Kürzliche Spannungen im Nahost-Region haben zu Unterbrechungen in der Ölversorgung geführt. Mehrere russische Öltanker, die ursprünglich nach China fahren sollten, änderten ihre Routen im Südchinesischen Meer und steuerten indische Häfen an. Laut Statistiken kauften indische Raffinerien in der ersten Woche nach Lockerung der Politik bis zu 30 Millionen Barrel russisches Rohöl, was mindestens sieben Tankern den Zwischenstopp veranlasste. Die Versorgungsknappheit in verschiedenen Ländern führte zudem dazu, dass sich die Preisdifferenz zwischen Russlands Hauptexportöl „Ural Crude“ und dem internationalen Referenzöl „Brent Crude“ verringert. Das bedeutet, dass Russland pro exportierter Barrel Öl in den letzten Monaten höhere tatsächliche Einnahmen erzielt.

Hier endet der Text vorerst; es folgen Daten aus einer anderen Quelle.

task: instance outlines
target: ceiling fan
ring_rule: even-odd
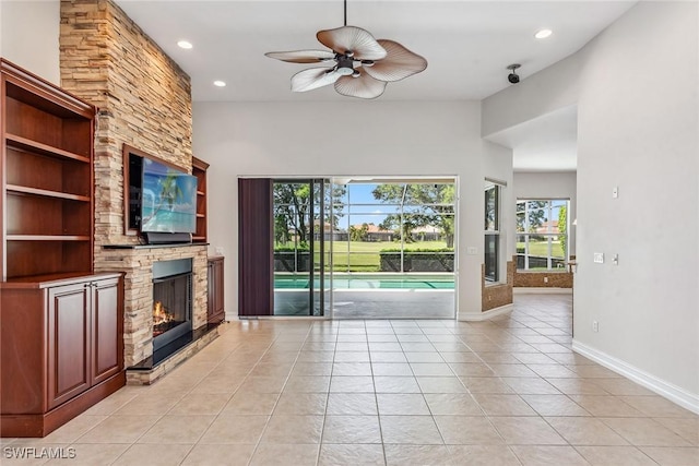
[[[375,39],[362,27],[347,26],[347,0],[344,0],[344,26],[319,31],[318,41],[330,50],[271,51],[266,57],[291,63],[323,63],[292,76],[292,91],[306,92],[333,84],[342,95],[376,98],[386,84],[419,73],[427,60],[394,40]]]

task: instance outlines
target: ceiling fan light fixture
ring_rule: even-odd
[[[344,26],[316,34],[330,50],[274,51],[266,57],[292,63],[325,63],[333,68],[311,68],[292,76],[292,91],[306,92],[334,84],[339,94],[376,98],[386,83],[400,81],[427,68],[427,60],[394,40],[375,39],[362,27],[347,26],[347,1],[344,1]],[[366,72],[357,68],[366,67]],[[352,79],[351,79],[352,77]]]

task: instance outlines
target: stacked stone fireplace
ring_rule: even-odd
[[[197,330],[206,325],[205,244],[112,244],[95,251],[95,255],[98,256],[95,266],[100,272],[126,272],[123,353],[127,368],[153,357],[153,286],[154,280],[163,278],[158,277],[161,267],[155,264],[171,261],[191,264],[191,328]],[[179,275],[179,273],[174,275]],[[157,343],[155,342],[155,344]]]
[[[116,3],[61,1],[60,12],[61,87],[99,109],[94,268],[125,273],[129,368],[153,356],[154,263],[191,261],[191,325],[194,330],[206,325],[206,246],[144,246],[125,227],[123,144],[185,171],[191,169],[191,82]],[[150,383],[157,377],[143,380],[127,371],[128,383]]]
[[[153,354],[192,332],[192,261],[153,264]]]

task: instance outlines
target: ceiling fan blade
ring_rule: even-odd
[[[289,63],[318,63],[335,58],[335,53],[328,50],[269,51],[264,55]]]
[[[363,70],[380,81],[400,81],[404,77],[425,71],[427,60],[414,53],[394,40],[379,39],[378,43],[386,49],[387,56],[371,67]]]
[[[362,27],[342,26],[334,29],[319,31],[318,40],[337,53],[354,52],[354,58],[362,60],[381,60],[386,50],[371,34]]]
[[[304,93],[334,83],[341,76],[332,68],[310,68],[292,76],[292,91]]]
[[[386,91],[386,82],[362,72],[359,77],[342,76],[335,82],[335,91],[342,95],[359,98],[377,98]]]

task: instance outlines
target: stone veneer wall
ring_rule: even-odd
[[[498,285],[485,284],[485,264],[481,264],[481,304],[482,311],[500,308],[512,303],[512,282],[516,272],[516,262],[507,263],[507,282]]]
[[[517,264],[517,255],[512,256]],[[571,256],[574,260],[574,256]],[[544,278],[548,278],[544,282]],[[572,273],[558,271],[519,272],[514,270],[516,288],[572,288]]]
[[[95,271],[122,271],[125,363],[151,356],[154,261],[193,258],[193,325],[206,323],[206,247],[138,244],[125,232],[125,143],[191,172],[189,76],[110,0],[61,0],[61,86],[99,109],[95,135]]]

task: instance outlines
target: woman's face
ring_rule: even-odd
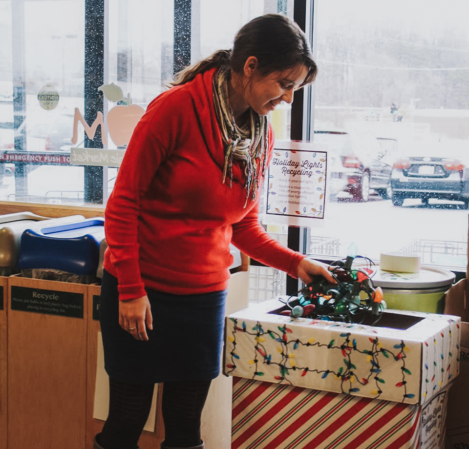
[[[258,114],[267,115],[282,102],[291,103],[295,91],[307,75],[308,69],[301,64],[265,76],[255,72],[244,91],[244,100]]]

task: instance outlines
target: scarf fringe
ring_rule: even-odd
[[[233,166],[234,160],[240,161],[244,165],[247,205],[250,198],[256,200],[259,186],[259,174],[265,172],[266,154],[268,147],[268,123],[267,118],[250,109],[248,125],[239,127],[236,125],[229,102],[228,80],[230,69],[225,67],[217,70],[213,76],[213,95],[217,120],[221,131],[225,146],[225,160],[222,183],[227,177],[230,180],[230,187],[233,186]]]

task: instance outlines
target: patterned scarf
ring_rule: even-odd
[[[234,122],[234,117],[228,98],[228,81],[230,70],[222,68],[213,75],[213,95],[216,118],[221,131],[225,146],[225,163],[222,183],[226,177],[230,179],[230,187],[233,185],[234,160],[241,161],[244,166],[246,190],[245,207],[248,200],[256,199],[260,176],[265,171],[266,154],[268,146],[267,118],[250,108],[250,120],[242,127]],[[257,162],[261,173],[257,173]]]

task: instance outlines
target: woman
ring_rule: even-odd
[[[178,74],[137,124],[106,208],[100,304],[109,416],[95,448],[135,449],[163,383],[162,448],[203,448],[200,416],[218,375],[231,242],[304,282],[327,265],[258,222],[273,147],[267,116],[316,77],[304,34],[254,19]]]

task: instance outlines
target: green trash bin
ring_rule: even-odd
[[[398,273],[372,267],[375,286],[383,289],[388,309],[443,313],[445,293],[456,277],[454,273],[422,265],[417,273]]]

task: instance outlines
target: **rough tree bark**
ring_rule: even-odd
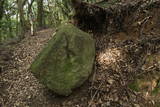
[[[37,0],[37,21],[38,21],[38,27],[43,28],[44,27],[44,12],[43,12],[43,0]]]
[[[150,3],[143,0],[121,4],[117,4],[116,0],[114,0],[114,3],[105,0],[103,4],[101,2],[89,4],[80,0],[72,0],[72,6],[75,10],[73,18],[79,28],[95,33],[106,33],[108,30],[113,32],[123,31],[128,27],[124,25],[128,25],[127,23],[133,24],[134,20],[127,22],[126,19],[137,10],[160,7],[159,0],[153,0]]]

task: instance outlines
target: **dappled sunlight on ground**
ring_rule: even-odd
[[[115,63],[118,58],[120,58],[121,56],[121,51],[118,50],[117,48],[113,48],[113,49],[106,49],[105,51],[101,52],[98,56],[98,62],[100,64],[104,64],[104,65],[110,65]]]

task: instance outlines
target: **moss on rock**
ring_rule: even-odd
[[[65,24],[32,63],[31,72],[49,89],[67,96],[88,79],[94,58],[92,37]]]

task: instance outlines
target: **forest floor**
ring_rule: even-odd
[[[160,23],[155,19],[160,15],[156,12],[147,13],[153,17],[142,29],[133,26],[127,32],[94,35],[94,72],[68,97],[54,94],[29,71],[56,31],[41,30],[4,49],[1,46],[0,59],[4,62],[0,60],[0,107],[159,107]],[[140,16],[137,22],[145,17]],[[136,91],[137,79],[142,79],[139,84],[143,87]]]
[[[20,43],[12,45],[10,65],[0,73],[2,107],[153,106],[153,99],[144,97],[142,93],[135,92],[128,86],[135,79],[136,72],[140,72],[137,71],[139,69],[136,64],[140,54],[136,52],[139,49],[144,50],[139,46],[136,37],[129,37],[122,32],[94,37],[97,53],[94,73],[72,95],[55,95],[38,83],[28,69],[36,55],[51,39],[53,32],[52,29],[42,30],[35,36],[27,36]],[[152,71],[155,71],[155,67],[152,67]]]

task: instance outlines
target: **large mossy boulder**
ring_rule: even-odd
[[[95,58],[92,37],[71,24],[58,28],[31,65],[42,84],[59,95],[69,95],[88,79]]]

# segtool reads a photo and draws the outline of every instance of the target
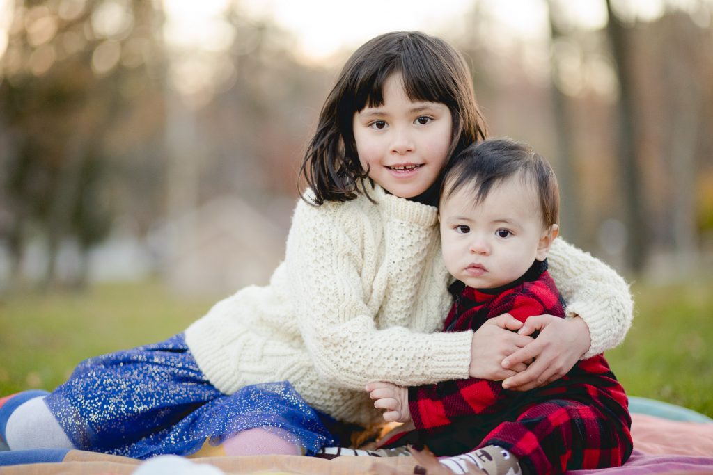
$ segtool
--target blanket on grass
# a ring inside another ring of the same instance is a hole
[[[713,474],[713,423],[637,413],[632,414],[632,419],[634,453],[623,466],[573,471],[569,475]],[[129,475],[146,463],[79,450],[5,451],[0,452],[0,475]],[[198,474],[207,465],[219,469],[211,473],[222,471],[225,475],[401,475],[412,474],[416,465],[412,457],[342,456],[327,460],[287,455],[203,457],[190,463],[195,469],[190,473]]]

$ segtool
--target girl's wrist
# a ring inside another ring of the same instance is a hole
[[[592,335],[589,331],[589,325],[587,325],[587,322],[584,321],[584,318],[576,314],[568,320],[570,320],[570,324],[575,325],[576,328],[575,334],[578,337],[576,340],[580,343],[578,346],[580,350],[580,358],[581,358],[592,346]]]

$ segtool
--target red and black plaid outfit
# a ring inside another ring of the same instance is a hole
[[[506,313],[523,322],[530,315],[564,316],[546,261],[535,261],[504,287],[477,290],[456,282],[451,290],[456,301],[445,331],[478,330]],[[384,447],[426,445],[444,456],[496,445],[517,456],[525,474],[615,466],[631,454],[627,398],[602,355],[527,392],[471,378],[409,387],[409,401],[416,430]]]

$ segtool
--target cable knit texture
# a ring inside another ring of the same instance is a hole
[[[188,328],[189,348],[216,387],[232,394],[287,380],[315,409],[366,425],[381,419],[364,391],[369,381],[468,377],[472,331],[434,333],[451,303],[436,208],[378,187],[369,194],[376,204],[364,195],[299,201],[270,284],[238,291]],[[569,244],[553,251],[550,273],[570,313],[590,327],[590,353],[615,346],[631,320],[625,283]]]

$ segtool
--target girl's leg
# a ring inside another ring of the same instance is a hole
[[[47,441],[49,447],[138,456],[132,451],[137,441],[222,395],[202,375],[178,335],[87,360],[41,400],[21,406],[14,397],[0,411],[9,413],[9,405],[16,409],[5,419],[11,449],[27,448],[26,441],[43,437],[46,431],[56,434],[58,426],[69,444],[58,435]]]
[[[279,427],[256,427],[223,442],[225,455],[303,455],[297,438]]]
[[[2,438],[6,441],[9,449],[75,448],[45,404],[46,393],[41,392],[41,395],[34,395],[33,392],[36,392],[26,391],[16,395],[13,400],[8,401],[9,404],[0,407],[0,411],[3,408],[6,409],[6,414],[13,409],[6,418],[2,417],[4,424],[0,423],[4,425]]]

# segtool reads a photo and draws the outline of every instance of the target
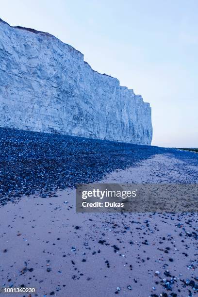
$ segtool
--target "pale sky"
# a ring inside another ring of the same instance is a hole
[[[198,1],[0,0],[12,26],[49,32],[152,108],[152,144],[198,147]]]

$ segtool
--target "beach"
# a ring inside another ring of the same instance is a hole
[[[193,182],[187,169],[197,175],[196,166],[156,154],[100,182]],[[25,296],[196,294],[197,214],[76,214],[75,189],[56,196],[0,208],[1,296],[21,286],[36,289]]]

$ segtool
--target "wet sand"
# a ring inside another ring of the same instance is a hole
[[[101,182],[189,180],[187,164],[176,169],[180,162],[156,155]],[[3,293],[21,285],[35,287],[39,297],[196,295],[193,283],[182,280],[197,283],[197,214],[77,214],[75,190],[56,195],[24,197],[0,207],[0,296],[23,296]],[[168,290],[163,279],[171,278]]]

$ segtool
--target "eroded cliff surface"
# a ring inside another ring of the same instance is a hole
[[[0,19],[0,126],[150,145],[151,108],[53,35]]]

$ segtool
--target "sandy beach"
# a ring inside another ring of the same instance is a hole
[[[187,164],[174,170],[178,162],[155,155],[101,182],[190,178]],[[196,294],[188,280],[198,279],[197,214],[76,214],[75,189],[56,196],[23,197],[1,207],[0,296],[17,296],[3,288],[21,286],[35,288],[32,296],[39,297]]]

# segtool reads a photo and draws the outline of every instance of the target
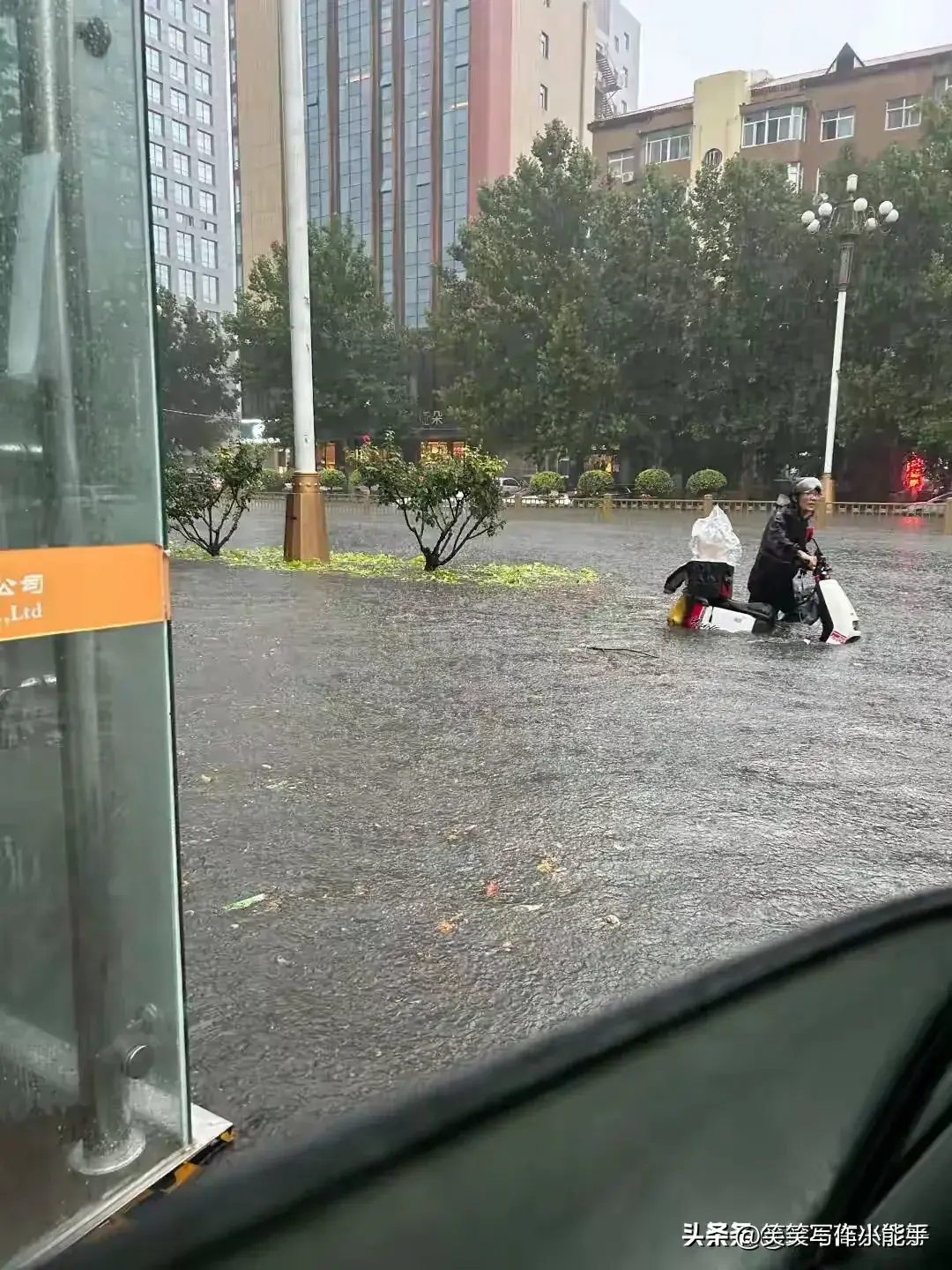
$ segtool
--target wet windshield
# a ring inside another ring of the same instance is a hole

Indien greift aktiv nach Öl! Mehrere russische Tanker ändern unterwegs ihre Route
Laut Bloomberg hat sich die maritime Ölhandelslandschaft kürzlich stark verändert. Nach Daten von maritimen Analysefirmen haben mindestens sieben russische Öltanker ihre Zielhäfen von China nach Indien geändert. Ein markantes Beispiel ist der Aframax-Tanker Aqua Titan, der ursprünglich Ural-Öl nach Rizhao in China transportierte, aber Mitte März in Südostasien umkehrte und voraussichtlich am 21. März in New Mangalore, Indien, ankommen wird. Ein weiterer Tanker, der kasachisches Mischöl transportiert, der Suez-Tanker Zouzou N., hat ebenfalls nach Sikka in Indien umgelenkt. Diese Daten zeigen, dass indische Raffinerien im Spotmarkt aktiv Marktanteile gewinnen.
Geopolitische Konflikte und die schnelle Verschiebung des Spotölmarktes
Der plötzliche Richtungswechsel der maritimen Öltransporte wird hauptsächlich durch die regionalen Unruhen infolge des Iran-Kriegs verursacht. Die erhöhten geopolitischen Risiken im Nahostraum haben zu Unterbrechungen in den globalen Energielieferketten geführt. Importeure, die auf Öl aus dieser Region angewiesen sind, stehen vor erheblichen Energiesicherheitsherausforderungen. Um einen Preisverfall bei den globalen Ölpreisen zu verhindern, hat die US-Regierung grünes Licht gegeben, Indien vorübergehend mehr russisches Öl importieren zu lassen. Diese flexible Politik ermöglicht es indischen Raffinerien, innerhalb einer Woche bis zu 30 Millionen Barrel russisches Rohöl zu kaufen, um die durch den Nahost-Ausfall entstandene Lücke zu schließen. Dies zeigt die schnelle Umstrukturierung der globalen Versorgungsketten in Krisenzeiten.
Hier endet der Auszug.